Lane Cove is once again coming to the aid of its sister city Gunnedah.
The city council called an extraordinary meeting earlier this month to discuss and vote on how to best help its rural sister in the ongoing drought.
The council decided it will purchase gift cards and encourage residents to do the same, so they can be distributed to people in need ahead of Christmas.
Lane Cove mayor Pam Palmer said it was clear that conditions hadn't improved for the Gunndah shire when she spoke with mayor Jamie Chaffey and Cr Colleen Fuller at the recent Local Government Conference.
"It highlighted to all of us the ongoing problems in the Gunnedah region and everyone here is sympathetic. Everyone I talk to down here really wants to support the community, so we want to make it easy for them to do that," she said.
"I feel the gift card idea we kind of borrowed from [Gunnedah] in the first place. It's how we got the idea of shopping locally.
"Isn't it wonderful now, it's got the benefit of the gift cards helping not only our local businesses but helping your local businesses. It's a surprising outcome that worked really well."
Ms Palmer said there had been a great response from the community for the idea.
"Everyone latched on quite enthusiastically. All people I talk to want to help," she said.
Deputy mayor Rob Hooke said "any help is gratefully appreciated".
"I just think it is the most amazing thing that city people are recognising the struggle we're having in rural communities. They're actually recognising that it's going beyond farmers and actually affects towns and small business as well," he said.

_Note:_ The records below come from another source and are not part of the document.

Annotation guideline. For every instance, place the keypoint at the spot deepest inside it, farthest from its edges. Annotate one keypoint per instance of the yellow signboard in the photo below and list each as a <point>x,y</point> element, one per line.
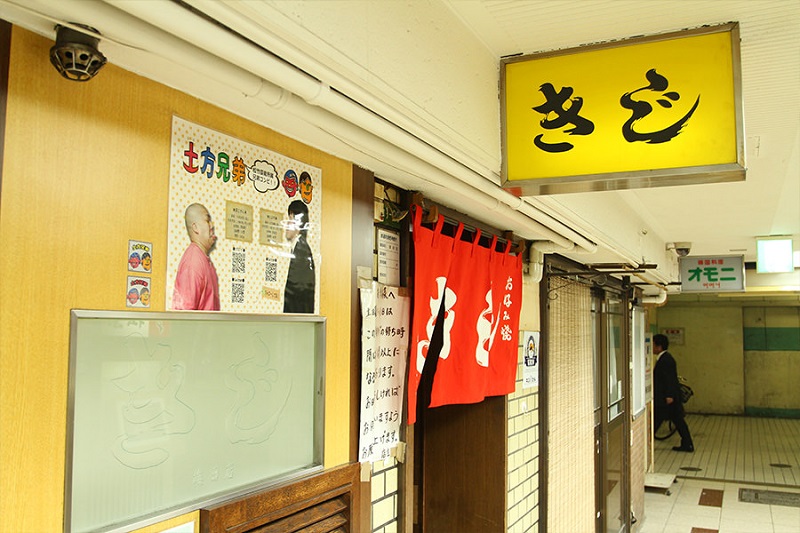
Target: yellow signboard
<point>645,112</point>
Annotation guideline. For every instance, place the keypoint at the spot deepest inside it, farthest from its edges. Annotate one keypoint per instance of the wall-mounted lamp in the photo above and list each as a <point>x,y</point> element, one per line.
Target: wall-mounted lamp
<point>75,54</point>
<point>774,254</point>
<point>682,249</point>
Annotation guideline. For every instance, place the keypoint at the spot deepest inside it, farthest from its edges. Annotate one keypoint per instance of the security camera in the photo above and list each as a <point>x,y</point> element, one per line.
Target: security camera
<point>682,249</point>
<point>75,55</point>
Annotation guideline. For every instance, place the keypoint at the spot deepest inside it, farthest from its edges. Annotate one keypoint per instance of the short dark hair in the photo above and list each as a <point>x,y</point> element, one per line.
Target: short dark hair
<point>661,340</point>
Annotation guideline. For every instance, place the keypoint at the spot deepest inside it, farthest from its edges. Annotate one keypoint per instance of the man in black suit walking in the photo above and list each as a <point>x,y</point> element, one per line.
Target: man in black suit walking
<point>667,393</point>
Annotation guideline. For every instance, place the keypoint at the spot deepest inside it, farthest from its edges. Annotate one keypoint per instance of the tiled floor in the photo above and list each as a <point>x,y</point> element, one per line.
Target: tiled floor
<point>730,453</point>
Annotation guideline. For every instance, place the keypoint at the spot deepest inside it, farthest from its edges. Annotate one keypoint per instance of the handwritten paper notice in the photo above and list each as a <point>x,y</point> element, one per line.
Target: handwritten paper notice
<point>384,348</point>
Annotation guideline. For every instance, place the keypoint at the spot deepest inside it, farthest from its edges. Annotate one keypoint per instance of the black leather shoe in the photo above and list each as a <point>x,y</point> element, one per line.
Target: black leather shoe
<point>683,449</point>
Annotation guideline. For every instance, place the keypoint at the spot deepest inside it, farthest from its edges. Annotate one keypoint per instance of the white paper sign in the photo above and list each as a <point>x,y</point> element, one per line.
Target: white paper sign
<point>385,331</point>
<point>388,257</point>
<point>530,359</point>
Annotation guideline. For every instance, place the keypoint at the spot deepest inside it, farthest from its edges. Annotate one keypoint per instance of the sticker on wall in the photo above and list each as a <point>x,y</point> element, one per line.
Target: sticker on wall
<point>530,367</point>
<point>140,256</point>
<point>138,294</point>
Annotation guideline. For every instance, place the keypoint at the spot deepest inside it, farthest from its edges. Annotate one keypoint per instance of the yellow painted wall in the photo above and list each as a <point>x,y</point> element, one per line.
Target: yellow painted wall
<point>711,358</point>
<point>85,170</point>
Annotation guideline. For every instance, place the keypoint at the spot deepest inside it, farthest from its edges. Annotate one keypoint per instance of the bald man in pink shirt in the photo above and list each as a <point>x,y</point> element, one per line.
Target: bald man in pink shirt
<point>196,284</point>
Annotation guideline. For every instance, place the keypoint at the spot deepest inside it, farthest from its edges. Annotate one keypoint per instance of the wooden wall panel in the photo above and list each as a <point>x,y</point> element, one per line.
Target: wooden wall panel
<point>85,170</point>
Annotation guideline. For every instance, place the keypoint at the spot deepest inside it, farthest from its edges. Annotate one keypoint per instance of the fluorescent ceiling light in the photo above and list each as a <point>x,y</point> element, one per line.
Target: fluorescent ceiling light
<point>774,254</point>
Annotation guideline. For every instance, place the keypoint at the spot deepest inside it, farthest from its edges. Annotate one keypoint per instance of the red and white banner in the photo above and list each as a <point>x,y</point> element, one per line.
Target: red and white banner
<point>433,255</point>
<point>506,272</point>
<point>481,290</point>
<point>461,374</point>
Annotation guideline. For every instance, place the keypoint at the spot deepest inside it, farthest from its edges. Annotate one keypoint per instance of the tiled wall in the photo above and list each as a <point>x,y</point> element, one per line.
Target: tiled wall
<point>523,458</point>
<point>385,496</point>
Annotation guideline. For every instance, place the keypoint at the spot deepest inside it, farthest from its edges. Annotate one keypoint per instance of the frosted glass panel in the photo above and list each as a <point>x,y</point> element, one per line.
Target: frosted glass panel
<point>173,410</point>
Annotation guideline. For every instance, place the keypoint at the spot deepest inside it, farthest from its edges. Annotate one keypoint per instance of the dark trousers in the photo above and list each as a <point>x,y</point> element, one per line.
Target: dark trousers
<point>674,412</point>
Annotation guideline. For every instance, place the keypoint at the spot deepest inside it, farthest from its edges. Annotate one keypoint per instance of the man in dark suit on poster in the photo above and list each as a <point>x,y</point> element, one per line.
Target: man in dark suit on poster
<point>298,296</point>
<point>667,393</point>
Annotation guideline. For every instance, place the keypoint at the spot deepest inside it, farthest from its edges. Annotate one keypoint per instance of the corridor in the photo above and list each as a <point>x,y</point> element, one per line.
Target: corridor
<point>736,459</point>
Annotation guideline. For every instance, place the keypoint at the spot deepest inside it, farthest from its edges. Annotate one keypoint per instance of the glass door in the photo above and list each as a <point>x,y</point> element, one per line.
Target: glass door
<point>615,376</point>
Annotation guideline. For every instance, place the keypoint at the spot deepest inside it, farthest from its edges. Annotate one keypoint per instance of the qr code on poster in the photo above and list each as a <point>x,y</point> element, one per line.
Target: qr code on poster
<point>238,261</point>
<point>237,292</point>
<point>271,270</point>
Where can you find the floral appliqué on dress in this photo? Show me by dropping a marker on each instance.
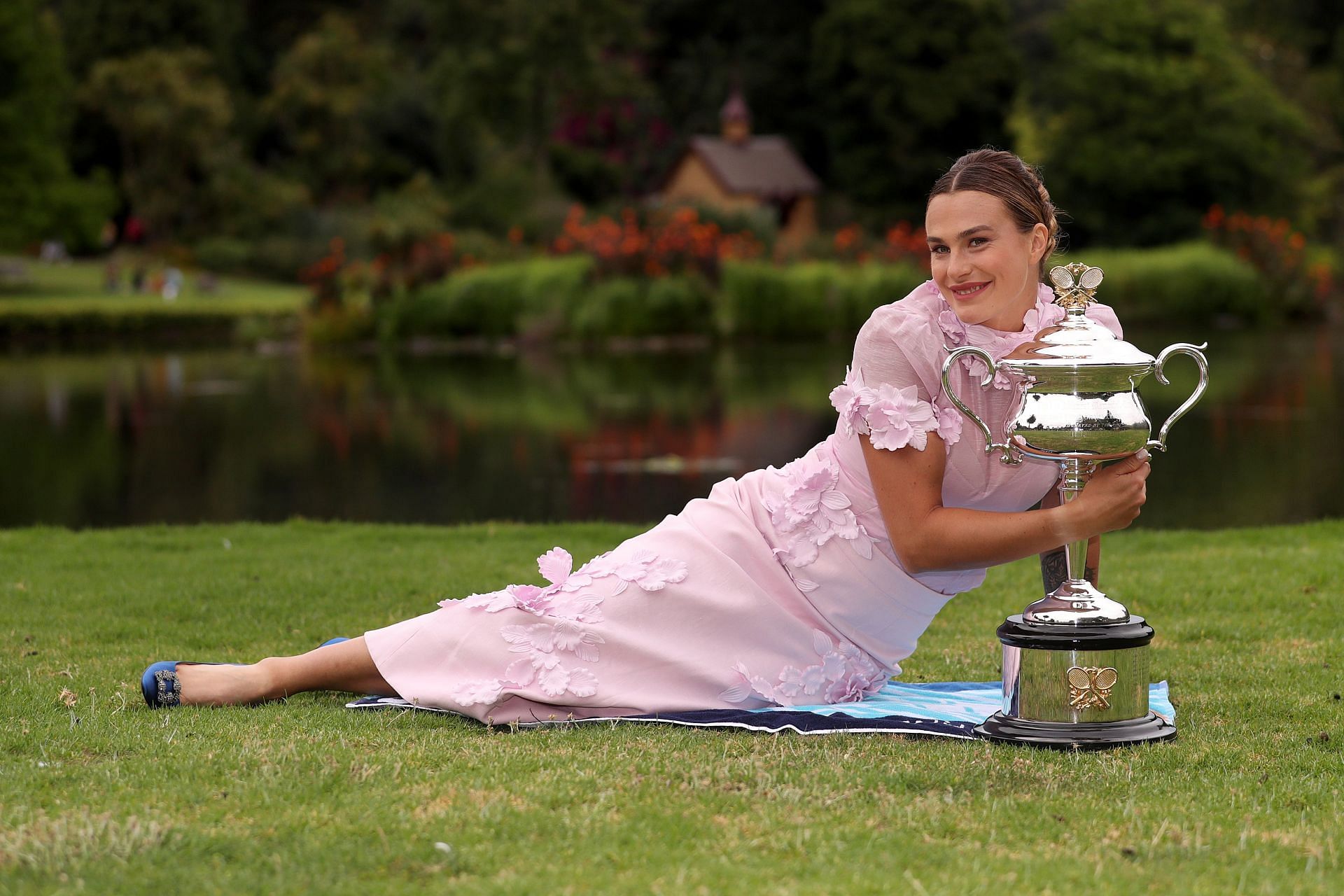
(843, 675)
(545, 644)
(811, 511)
(891, 416)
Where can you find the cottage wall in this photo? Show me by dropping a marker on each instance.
(692, 182)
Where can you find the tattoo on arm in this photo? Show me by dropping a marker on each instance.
(1054, 568)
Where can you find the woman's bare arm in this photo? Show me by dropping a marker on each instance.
(929, 536)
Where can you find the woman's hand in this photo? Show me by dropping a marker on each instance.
(1110, 500)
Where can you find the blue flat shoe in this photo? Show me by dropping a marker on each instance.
(160, 687)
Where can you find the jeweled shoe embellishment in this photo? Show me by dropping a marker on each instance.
(168, 688)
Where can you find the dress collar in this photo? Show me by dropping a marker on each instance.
(995, 342)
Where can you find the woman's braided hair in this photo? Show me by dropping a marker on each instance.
(1018, 184)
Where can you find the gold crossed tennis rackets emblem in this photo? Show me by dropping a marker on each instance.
(1075, 285)
(1089, 687)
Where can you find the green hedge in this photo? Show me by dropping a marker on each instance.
(547, 298)
(1190, 282)
(808, 300)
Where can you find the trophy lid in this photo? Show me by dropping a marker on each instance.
(1077, 340)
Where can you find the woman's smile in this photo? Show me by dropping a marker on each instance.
(969, 290)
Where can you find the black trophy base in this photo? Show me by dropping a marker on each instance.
(1065, 735)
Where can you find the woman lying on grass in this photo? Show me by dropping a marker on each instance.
(790, 586)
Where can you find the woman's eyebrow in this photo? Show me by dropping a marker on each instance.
(969, 232)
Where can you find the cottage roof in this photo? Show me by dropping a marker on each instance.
(762, 167)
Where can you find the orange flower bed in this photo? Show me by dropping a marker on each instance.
(667, 244)
(1276, 250)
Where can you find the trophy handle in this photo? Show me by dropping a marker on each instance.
(1007, 457)
(1194, 351)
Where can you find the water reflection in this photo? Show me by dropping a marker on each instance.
(106, 440)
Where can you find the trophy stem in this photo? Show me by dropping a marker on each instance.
(1075, 475)
(1075, 601)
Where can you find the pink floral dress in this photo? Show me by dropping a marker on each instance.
(781, 587)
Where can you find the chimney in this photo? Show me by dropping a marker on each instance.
(736, 118)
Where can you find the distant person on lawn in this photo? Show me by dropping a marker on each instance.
(792, 586)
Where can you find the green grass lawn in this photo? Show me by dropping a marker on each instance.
(111, 797)
(69, 300)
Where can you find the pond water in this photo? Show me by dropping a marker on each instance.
(218, 435)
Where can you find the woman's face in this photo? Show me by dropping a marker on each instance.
(984, 266)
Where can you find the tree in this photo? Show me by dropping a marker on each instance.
(906, 90)
(323, 96)
(171, 115)
(1151, 115)
(39, 195)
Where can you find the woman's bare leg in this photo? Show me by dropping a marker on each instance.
(337, 666)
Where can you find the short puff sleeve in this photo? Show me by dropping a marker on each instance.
(882, 397)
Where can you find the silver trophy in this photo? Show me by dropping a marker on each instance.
(1075, 662)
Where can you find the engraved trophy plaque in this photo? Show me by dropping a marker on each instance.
(1075, 662)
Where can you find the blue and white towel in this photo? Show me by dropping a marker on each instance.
(945, 708)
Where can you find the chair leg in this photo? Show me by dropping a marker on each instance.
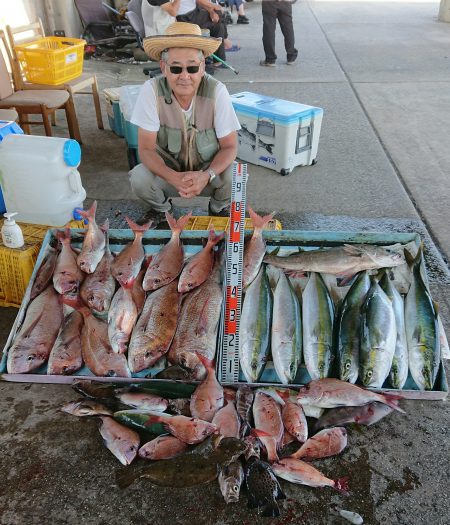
(45, 118)
(72, 121)
(98, 110)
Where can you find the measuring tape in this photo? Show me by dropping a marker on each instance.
(233, 276)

"I think it's an amazing effort. It just shows the spirit we have in this country. I am Very humbled."
Cr Hooke will share the shire's struggles when he attends a Lane Cove drought fundraiser on December 9.
Lane Cove Youth Orchestra and Hunters Hill High School have once again teamed up for an annual Christmas concert and the funds will come to Gunnedah.
The orchestra's president Lyndall McCarthy the musicians will play "rainy, watery, stormy music" at The Rain Bringer Christmas Concert and they were "delighted" and "honoured" that Cr Hooke would attend.
"Our families were touched by the words that were given last year by farmer Andrew Frend and they wanted to do it again," Ms McCarthy said.
"It's good for [Lane Cove] to hear from people who live in the country. The deputy mayor in a great position to tell anecdotal stories of what families have had to endure.
"It's a really important part of the education for our orchestra along with music, and we just hope the audience will have fun participating in the event by using the rain sticks we'll be making."
Cr Hooke said he was "blown away" that the LCYO and high school had chosen to support the shire again.
"Raising money, not money in-kind, which is important because it's money spent in community rather than brought from there," he said.
"Any money spent in the community keeps the town open."
Gunnedah and Lane Cove became sister cities in 1990s when the shire was in drought.